Depois, vem uma capela dedicada às crianças, que vestem suas roupas de festa, posicionadas como bonecos zumbis. Um deles se acha sentado na cadeira de ninar com um esqueletinho no colo, talvez seu irmão menor, compondo um quadro lamentável e risível, de tão grotesco.



Os mortos da Sicília não são como as catacumbas de Roma, uma escavação arqueológica. Os corpos foram colocados nesse lugar para serem vistos, prazer pelo qual você tem de pagar pequena quantia. Cartazes lembram ao visitante que ele deve se comportar de maneira respeitosa e não pode tirar fotos – que, no entanto, são vendidas pelos frades. Não está claro se estamos diante de uma experiência religiosa ou cultural, mas que é uma atração turística, isso é.

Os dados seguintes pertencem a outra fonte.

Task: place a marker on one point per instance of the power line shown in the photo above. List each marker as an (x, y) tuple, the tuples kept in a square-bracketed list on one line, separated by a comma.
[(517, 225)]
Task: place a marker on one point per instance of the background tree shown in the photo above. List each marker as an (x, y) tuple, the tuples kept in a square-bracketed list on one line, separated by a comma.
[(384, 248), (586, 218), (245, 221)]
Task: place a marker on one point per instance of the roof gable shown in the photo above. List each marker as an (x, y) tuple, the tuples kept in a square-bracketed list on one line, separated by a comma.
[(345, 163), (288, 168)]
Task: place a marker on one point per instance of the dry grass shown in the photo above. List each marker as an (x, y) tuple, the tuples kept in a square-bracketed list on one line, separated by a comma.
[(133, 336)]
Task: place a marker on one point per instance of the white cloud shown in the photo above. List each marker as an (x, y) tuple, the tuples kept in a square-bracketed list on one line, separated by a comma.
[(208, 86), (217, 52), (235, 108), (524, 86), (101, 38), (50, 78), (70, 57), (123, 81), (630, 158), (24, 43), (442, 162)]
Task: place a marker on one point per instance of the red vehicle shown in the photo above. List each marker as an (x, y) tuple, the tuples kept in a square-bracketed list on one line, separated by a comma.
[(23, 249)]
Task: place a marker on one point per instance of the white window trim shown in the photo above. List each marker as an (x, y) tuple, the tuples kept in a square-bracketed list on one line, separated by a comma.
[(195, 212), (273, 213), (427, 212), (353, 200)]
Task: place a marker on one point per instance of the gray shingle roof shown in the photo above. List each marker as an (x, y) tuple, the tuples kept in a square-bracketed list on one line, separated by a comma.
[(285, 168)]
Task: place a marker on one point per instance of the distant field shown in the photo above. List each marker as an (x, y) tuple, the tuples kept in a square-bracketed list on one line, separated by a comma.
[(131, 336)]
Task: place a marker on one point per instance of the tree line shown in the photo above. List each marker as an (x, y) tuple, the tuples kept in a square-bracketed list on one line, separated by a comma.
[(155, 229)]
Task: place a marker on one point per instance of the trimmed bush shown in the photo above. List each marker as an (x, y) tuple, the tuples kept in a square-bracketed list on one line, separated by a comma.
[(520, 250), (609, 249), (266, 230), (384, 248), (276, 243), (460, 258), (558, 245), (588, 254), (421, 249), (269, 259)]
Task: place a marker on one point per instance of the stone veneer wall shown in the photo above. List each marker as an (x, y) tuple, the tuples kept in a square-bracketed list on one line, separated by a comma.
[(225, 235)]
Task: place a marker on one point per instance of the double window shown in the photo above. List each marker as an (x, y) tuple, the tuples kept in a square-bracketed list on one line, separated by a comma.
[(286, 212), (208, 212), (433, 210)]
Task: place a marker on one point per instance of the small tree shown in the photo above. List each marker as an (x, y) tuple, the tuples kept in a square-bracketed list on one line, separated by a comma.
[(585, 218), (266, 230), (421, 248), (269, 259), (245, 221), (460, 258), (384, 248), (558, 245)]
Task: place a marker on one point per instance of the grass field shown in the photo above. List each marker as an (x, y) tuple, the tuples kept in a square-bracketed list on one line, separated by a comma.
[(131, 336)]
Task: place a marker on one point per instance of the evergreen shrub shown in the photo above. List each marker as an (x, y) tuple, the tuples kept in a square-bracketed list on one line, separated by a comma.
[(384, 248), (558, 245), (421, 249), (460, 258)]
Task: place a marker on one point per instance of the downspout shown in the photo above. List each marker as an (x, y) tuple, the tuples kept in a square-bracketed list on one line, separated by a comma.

A primeira e mais velha múmia é de um frade: Silvestro da Gubbio, de pé em seu nicho desde 1599. (A palavra “múmia” deriva do termo árabe para betumem, substância assemelhada à resina enegrecida que os antigos egípcios usavam para embalsamar cadáveres.) A maioria dos corpos é do século 19. No começo eram apenas frades e outros sacerdotes ligados ao monastério. Com o tempo, os religiosos ganharam a companhia de beneméritos, dignatários e notáveis. Ninguém sabe ao certo o que deflagrou a onda de mumificação. Provavelmente por acaso, descobriu-se que um corpo deixado numa cripta de calcáreo poroso sob determinada temperatura fria acabava ressecando, em vez de apodrecer. Daí nasceu um método: os recém-falecidos eram levados a câmaras chamadas de escoadouros. Ali eram deitados num estrado de terracota sobre bueiros para onde escorriam os fluidos corporais, fazendo com que seus corpos se ressecassem feito presunto. De oito meses a um ano depois, os cadáveres eram lavados com vinagre e vestidos com suas melhores roupas para serem acondicionados em caixões ou pendurados nas paredes.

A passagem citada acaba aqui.